In May 2019 The New York based publishing company Apollo launched ‘Tommy at 50’ a book celebrating the making of The Who’s unique rock opera first released in May 1969. I wrote two chapters on the Mood and Look as background to the making of Tommy from the perspective of developing friendships, the counterculture, social/political change and contemporary art scene. Chris Charlesworth wrote two chapters on the Music and Legacy of the album. He brings a perspective shaped by a career as a music journalist and author of many books on rock culture. He brings unique knowledge and insight to the book having written extensively about The Who over the years. Here are five spreads from the Mood and Look chapters of the book.

Writing about Tommy is a personal story of developing friendships and growing interests in spiritual ideas. It is about the search for meaning and purpose in relationships as well as the search for expression in visual form reflecting cultural ideas active in the sixties. Pete and Karen Townshend were at the centre of a growing counterculture in central London at the time and later, in Twickenham, at the heart of a growing Meher Baba community. Our paths crossed during my time as art editor of the alternative newspaper International Times and at venues such as the UFO club, a multicultural space that grew out of the growing psychedelic scene. The counterculture was expanding rapidly in 1967. The pace at which things happened was dizzying. At one moment I would find myself in a police raid at the IT offices, the next moment creating a poster for the 14 Hour Technicolour Dream benefit concert raising funds for IT legal defence. At other moments I’m in a taxi with John Hoppy Hopkins going to meet Andy Warhol and half the Beatles at a London hotel or at the end of a telephone as part of a chain-call arranging a demonstration against the News of the World anti-drug campaign. I would be on scaffolding, along with Dudley Edwards, over a cold autumn with frozen fingers painting a hippy tea house shop front called the ‘Flying Dragon’ in Kings Road, Chelsea or I would be driving the psychedelic Buick painted by Binder Edwards Vaughan seeking a Helter Skelter to place in the giant hall of the Alexandra Palace for the 14 Hour Technicolour Dream event.

A subsequent move to an apartment next to Richmond Bridge led to an expanding Meher Baba community in Twickenham. Pete and Karen moved into a house opposite Eel Pie Island and Ronnie Lane of The Faces and his wife Sue moved into a flat near Richmond Bridge. Days were spent working in the studio, meeting up with fellow seekers and neighbours popping in and out of each others homes, walking the dogs along riverside paths and visiting sound studios to hear current recordings. Meher Baba activities included fund raising events, meetings and silence days and endless conversation in each others kitchens. The commission to create artwork for the Tommy album grew naturally out of this close Twickenham scene.

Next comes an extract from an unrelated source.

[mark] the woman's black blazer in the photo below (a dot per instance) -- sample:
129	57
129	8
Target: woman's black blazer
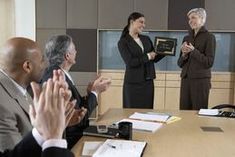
138	67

The principal message of the Tommy artwork is one of illusion and tricks played on the mind as it tries to make sense of the world. The notion that our grasp on reality is mediated by a set of primary senses sight, touch, smell, sound and taste defined the times. The sixties were a decade of sense based knowledge, a physical decade as art and performance merged. Investigations into the psychology of seeing and mechanics of perception led to ideas of expanded consciousness enhanced by perception altering effects of psychotropic drugs. Perceptual ideas were explored in Optical Art as expressed in the paintings of Bridget Riley and kinetic sculptures of Jesús Rafael Soto. The growing audience for staged magic tricks, hypnotic trance acts and surreal TV shows mirrored the times.

Over the years the Tommy cover has been applied in any number of ways. I have hand painted cover artwork onto a Gibson SG Special, the guitar of choice used by Pete Townshend on the first stadium tour of the opera in the USA. I also applied the cover image onto the bonnet of a Rolls Royce Wraith with the help of the companies specialists following a request from Roger Daltrey as part of a celebration of English rock music with proceeds from a Rolls Royce auction going to the Teenage Cancer Trust.

The Tommy commission highlighted something about a counterculture and rock music scene in the sixties before things became part of a global business. I was living alongside young people making things happen as distinct messages were published, unique clubs and galleries opened and rock bands evolved. After Tommy I began working in a wider media landscape rapidly expanding in all forms of communication. Part of this was a print culture keen on commissioning new and exciting design and illustration talent both at home and abroad. My next stop was New York.